Lachend brach Nicole zusammen. Sie hielt sich mit einer Hand am Dach des Volvos fest, die andere Hand hatte sie auf ihren Bauch gelegt. „Es tut mir leid!“ Sie konnte kaum sprechen vor Lachen, und das zutiefst erschütterte Gesicht Jannik Cernýs trug kaum zur Beruhigung ihres Lachanfalls bei. „Wirklich! Es tut mir sehr leid. Aber ….“
„Nicole, bitte!“
In diesem Moment trat Adolar Cerný aus dem Portal in den Innenhof. Das Lachen der Frau verwunderte ihn, aber das zutiefst betroffene Gesicht von Jannik verblüffte ihn geradezu. Das Gesicht der Frau konnte Adolar nicht sehen, da sie mit dem Rücken zu ihm stand. Das Lachen klang herzhaft, nicht künstlich und mädchenhaft. Eine leichte Heiserkeit schwang mit, was er sehr anziehend fand.

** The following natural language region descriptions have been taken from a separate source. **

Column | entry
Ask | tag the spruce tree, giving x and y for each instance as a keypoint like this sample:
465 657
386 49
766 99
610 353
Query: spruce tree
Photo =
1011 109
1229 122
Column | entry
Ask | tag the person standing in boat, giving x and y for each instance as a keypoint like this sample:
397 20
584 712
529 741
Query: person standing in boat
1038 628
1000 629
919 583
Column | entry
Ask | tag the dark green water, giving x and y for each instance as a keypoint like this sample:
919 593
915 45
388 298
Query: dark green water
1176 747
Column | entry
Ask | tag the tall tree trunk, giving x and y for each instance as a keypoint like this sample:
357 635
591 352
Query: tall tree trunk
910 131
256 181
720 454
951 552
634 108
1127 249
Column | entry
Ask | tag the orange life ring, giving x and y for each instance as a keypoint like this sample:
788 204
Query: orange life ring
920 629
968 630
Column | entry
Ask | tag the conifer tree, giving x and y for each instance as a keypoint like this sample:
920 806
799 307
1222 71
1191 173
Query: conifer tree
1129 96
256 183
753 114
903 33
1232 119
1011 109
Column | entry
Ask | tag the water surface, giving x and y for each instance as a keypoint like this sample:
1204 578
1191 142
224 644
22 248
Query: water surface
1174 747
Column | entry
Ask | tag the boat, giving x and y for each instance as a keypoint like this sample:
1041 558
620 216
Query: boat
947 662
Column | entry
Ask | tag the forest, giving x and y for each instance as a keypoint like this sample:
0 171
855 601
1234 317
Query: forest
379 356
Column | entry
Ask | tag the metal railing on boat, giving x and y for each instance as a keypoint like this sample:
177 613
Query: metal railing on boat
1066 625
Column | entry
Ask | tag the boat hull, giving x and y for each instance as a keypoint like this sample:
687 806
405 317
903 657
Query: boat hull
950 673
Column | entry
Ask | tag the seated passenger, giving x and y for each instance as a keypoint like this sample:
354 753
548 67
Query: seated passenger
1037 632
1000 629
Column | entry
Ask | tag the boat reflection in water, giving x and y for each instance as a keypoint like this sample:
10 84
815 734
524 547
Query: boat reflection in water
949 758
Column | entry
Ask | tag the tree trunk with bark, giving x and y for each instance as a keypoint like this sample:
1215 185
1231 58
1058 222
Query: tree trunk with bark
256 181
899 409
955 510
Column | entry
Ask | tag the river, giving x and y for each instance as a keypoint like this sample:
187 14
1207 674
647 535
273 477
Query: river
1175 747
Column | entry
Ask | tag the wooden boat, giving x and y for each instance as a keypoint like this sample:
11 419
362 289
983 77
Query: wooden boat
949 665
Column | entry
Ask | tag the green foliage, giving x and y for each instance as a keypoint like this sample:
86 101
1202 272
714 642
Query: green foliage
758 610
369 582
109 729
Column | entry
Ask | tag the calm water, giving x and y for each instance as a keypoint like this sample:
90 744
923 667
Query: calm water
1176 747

„Nicole, würden Sie mich jetzt bitte aufklären!“ Janniks Stimme klang verzweifelt.
>Ich glaube, ich werde mir den Tag rot im Kalender markieren. Eine Frau, die es schafft, dich durcheinander zu bringen.< Adolar musste diesen Gedanken einfach an seinen Blutsverwandten weitergeben und schmunzelte.
>Halt die Klappe!<, antwortete der Jüngere.
Adolar grinste breit. Er war jetzt bei Jannik und der jungen Frau. Rasch nahm er ihre Rückenpartie in Augenschein und zuckte kurz anerkennend mit der Augenbraue. „Darf ich mitlachen?“, fragte er. Jannik war jetzt hochrot und sah noch verzweifelter aus.
Nicole holte ein paar Mal tief Luft. „Es tut mir leid, Herr Cerný, aber nach der langen Autofahrt und dem Zwischenfall in der Schenke ….“ Sie unterbrach sich selbst, als sie in die vor Schreck geweiteten Augen des Grafen sah.
Als Nicole Sanders zu sprechen begonnen hatte, drehte sie sich zu Graf Adolar Cerný um und sah ihm direkt in die Augen.
Adolar hatte das Gefühl, von einer Eisenfaust in den Magen geboxt worden zu sein.
Augen aus Lapislazuli!
Mit einer golden umrandeten Pupille!